Eşini-emsâlini bugüne kadar ne gördüğüm ne de işittiğim bu iş hakkında başka yorum yapmayacak, sadece çok önemli bir noktanın altını çizmekle yetineceğim:

Kudsi Erguner, bu ‘‘eseriyle’’ yepyeni bir çığır açmıştır: Önemli isimlerin önemli çalışmalarını tercüme edip kendine maletme ve ‘‘ayıp olmasın’’ diyerek kitabı eserin asıl sahibine ithaf etmenin çığırını...

Müstakbel intihalcilerimiz biraz da buradan buyursunlar!

Osman MUTLU - ESKİŞEHİR: Orhan Şaik Gökyay aramızdan 1994'de ayrıldı. İletişim Yayınları, Gökyay'ın bilimsel yazılarını ve unutulmaz tenkidlerini ‘‘Seçme Makaleler’’ başlığı altında bir seri olarak halinde yayınlıyor. Serinin ikinci kitabı birkaç hafta önce yayınlandı. ‘‘Bu vatan toprağın kara bağrında...’’ diye başlayan şiir Orhan Şaik'in, ‘‘Bayrakları bayrak yapan...’’ ise Midhat Cemal Kuntay'ındır.

Mübeccel SOYUER - ADAPAZARI: Ben, klasik Arapça sözlük olarak hâlâ Mütercim Asım'ın ‘‘Kamus’’unu kullananlardanım. Kelimeleri kökten bulmaya alışırsanız Kamus'ta bir zorluk olmadığını görürsünüz. Modern Arapça için Hans Wehr'in ‘‘A Dictionary of Modern Written Arabic’’ini tavsiye ederim.

Rasim UZER - ÇANAKKALE: ‘‘Tiryak’’ eskiden yapılan, öksürüğü iyileştirmede ve ağrıları gidermede kullanılan afyonlu macunun adıdır. İçine yılan eti konduğu da rivayet edilir. Keyif verici maddeler kullanmaya düşkün olanlar için söylenen ‘‘tiryaki’’ sözü ‘‘tiryak’’tan gelir.

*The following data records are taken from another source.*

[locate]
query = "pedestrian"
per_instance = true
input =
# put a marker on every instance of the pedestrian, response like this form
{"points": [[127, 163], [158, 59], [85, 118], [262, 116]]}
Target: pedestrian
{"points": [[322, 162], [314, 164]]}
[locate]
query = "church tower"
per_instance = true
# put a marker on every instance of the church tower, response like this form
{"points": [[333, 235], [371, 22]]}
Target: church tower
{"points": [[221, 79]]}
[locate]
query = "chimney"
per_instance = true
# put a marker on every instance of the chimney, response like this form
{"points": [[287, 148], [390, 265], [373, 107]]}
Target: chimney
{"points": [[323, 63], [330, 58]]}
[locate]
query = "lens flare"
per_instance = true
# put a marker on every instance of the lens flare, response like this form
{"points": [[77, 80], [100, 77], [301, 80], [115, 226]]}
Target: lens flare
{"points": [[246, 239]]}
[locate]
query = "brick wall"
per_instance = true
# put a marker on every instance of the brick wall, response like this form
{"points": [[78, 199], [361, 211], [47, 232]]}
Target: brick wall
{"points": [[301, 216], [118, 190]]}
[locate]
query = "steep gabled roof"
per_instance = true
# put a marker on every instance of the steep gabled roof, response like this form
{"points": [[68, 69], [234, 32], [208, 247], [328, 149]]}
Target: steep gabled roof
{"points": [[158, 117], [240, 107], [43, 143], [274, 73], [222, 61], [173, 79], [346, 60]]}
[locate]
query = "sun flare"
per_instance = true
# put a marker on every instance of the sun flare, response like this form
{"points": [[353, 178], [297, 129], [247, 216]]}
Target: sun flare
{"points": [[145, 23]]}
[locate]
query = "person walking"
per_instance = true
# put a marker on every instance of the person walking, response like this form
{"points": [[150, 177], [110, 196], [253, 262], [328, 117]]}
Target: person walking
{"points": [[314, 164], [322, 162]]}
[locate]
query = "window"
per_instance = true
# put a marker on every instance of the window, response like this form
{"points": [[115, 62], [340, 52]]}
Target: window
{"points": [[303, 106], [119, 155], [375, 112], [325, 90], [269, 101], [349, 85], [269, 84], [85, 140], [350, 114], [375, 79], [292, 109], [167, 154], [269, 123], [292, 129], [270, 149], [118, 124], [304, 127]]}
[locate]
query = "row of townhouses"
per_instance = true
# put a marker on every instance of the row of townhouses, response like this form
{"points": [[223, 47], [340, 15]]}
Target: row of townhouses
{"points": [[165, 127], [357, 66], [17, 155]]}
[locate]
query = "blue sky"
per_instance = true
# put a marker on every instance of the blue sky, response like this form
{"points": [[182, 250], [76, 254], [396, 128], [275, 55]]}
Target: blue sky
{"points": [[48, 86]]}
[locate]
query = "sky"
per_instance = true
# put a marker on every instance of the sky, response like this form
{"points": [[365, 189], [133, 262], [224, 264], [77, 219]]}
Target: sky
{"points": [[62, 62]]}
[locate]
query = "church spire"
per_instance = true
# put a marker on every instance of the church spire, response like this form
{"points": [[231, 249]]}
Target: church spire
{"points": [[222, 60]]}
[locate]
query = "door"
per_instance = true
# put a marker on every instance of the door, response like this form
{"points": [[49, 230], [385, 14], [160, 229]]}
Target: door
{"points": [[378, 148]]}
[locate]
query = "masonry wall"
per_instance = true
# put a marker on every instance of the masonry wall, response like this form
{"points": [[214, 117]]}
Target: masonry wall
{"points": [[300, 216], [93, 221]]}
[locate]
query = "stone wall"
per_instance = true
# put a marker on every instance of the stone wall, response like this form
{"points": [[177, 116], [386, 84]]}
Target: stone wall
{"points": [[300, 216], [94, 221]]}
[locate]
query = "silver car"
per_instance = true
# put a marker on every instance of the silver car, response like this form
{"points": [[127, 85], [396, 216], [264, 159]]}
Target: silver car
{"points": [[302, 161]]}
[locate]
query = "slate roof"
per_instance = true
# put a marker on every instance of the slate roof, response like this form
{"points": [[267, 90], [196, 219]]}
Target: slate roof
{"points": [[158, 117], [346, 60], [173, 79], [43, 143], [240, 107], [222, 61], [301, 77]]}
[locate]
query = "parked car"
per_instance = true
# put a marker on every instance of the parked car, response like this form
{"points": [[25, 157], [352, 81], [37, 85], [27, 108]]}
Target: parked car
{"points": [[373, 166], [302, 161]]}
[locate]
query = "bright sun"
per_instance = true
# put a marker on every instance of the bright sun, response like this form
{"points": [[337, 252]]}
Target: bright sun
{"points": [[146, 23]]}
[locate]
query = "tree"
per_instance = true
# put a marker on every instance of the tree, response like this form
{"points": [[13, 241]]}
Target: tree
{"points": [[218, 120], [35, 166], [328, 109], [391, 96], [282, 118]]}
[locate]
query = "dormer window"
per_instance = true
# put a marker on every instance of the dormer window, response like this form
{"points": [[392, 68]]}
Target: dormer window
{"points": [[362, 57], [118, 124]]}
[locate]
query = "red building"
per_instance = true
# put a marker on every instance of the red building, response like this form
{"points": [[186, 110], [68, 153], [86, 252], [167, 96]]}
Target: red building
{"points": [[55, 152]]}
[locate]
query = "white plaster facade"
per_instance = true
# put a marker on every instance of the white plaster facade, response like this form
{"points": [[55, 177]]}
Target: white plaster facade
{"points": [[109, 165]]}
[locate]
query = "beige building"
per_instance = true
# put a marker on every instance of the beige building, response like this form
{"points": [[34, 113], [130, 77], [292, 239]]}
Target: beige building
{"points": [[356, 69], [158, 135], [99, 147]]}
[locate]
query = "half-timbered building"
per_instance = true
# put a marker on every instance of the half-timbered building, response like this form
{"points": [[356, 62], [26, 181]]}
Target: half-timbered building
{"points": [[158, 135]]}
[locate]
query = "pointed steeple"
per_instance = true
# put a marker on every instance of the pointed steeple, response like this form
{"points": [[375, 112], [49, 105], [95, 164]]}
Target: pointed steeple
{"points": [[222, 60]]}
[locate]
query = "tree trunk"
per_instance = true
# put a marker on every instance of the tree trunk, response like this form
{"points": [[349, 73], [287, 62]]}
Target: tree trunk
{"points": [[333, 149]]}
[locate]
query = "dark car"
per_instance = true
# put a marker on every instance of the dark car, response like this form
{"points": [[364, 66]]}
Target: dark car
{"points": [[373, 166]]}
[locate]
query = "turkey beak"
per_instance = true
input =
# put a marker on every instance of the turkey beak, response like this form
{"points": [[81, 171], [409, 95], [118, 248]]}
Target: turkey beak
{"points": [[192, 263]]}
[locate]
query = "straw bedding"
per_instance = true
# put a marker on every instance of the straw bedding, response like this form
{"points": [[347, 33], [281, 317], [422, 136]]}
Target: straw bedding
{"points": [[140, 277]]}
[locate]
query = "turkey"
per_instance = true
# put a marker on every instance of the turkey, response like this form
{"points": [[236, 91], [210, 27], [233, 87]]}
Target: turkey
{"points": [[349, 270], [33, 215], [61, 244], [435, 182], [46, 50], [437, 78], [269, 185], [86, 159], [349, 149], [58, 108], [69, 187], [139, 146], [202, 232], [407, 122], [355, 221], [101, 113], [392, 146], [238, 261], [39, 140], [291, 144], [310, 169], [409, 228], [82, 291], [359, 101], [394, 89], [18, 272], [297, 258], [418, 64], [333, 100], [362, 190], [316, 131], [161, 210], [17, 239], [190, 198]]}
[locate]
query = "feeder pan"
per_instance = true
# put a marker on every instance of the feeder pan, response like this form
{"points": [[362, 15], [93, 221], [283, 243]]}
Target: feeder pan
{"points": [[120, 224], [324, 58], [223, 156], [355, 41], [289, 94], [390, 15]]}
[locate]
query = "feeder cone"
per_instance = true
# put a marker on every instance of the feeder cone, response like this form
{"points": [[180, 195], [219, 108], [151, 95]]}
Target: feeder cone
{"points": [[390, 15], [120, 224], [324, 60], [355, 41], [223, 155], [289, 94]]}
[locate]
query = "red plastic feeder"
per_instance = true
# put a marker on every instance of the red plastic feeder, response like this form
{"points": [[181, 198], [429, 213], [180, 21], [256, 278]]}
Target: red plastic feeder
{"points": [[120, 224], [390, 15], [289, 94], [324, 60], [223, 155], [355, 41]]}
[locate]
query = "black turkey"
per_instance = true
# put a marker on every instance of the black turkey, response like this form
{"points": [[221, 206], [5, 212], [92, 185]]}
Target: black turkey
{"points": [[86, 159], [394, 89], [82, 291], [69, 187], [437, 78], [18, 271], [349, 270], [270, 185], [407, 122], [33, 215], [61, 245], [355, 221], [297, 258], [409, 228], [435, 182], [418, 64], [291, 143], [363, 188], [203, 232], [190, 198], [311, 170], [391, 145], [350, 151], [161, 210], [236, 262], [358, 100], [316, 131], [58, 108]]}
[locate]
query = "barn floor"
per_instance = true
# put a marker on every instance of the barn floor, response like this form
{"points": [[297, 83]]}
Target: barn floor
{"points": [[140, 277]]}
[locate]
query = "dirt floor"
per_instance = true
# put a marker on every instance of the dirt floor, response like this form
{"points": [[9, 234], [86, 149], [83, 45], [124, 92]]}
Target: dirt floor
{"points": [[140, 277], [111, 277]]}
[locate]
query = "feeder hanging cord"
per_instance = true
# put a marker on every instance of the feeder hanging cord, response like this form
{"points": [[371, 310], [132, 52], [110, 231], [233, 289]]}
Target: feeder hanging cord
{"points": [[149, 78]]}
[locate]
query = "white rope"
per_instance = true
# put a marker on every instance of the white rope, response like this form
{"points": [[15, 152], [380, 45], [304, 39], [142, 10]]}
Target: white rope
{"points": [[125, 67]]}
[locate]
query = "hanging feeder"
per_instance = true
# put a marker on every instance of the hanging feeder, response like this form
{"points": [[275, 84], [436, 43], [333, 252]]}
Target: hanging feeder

Tuğçe EREN - İSTANBUL: Bizim ‘‘çilav’’ dediğimiz pilav İran'a değil, İstanbul'a mahsustur ve geleneksel yağsız İran pilavından farklıdır. Çilav sadece ‘‘amberbu’’ pirinciyle yapılır. Amberbu kokulu, ince ve uzun bir pirinç türüdür ama artık çok zor bulunuyor. Piyasadaki ‘‘Basmati’’ pirinçleri aynen olmasa bile amberbuya yakın bir lezzet veriyor.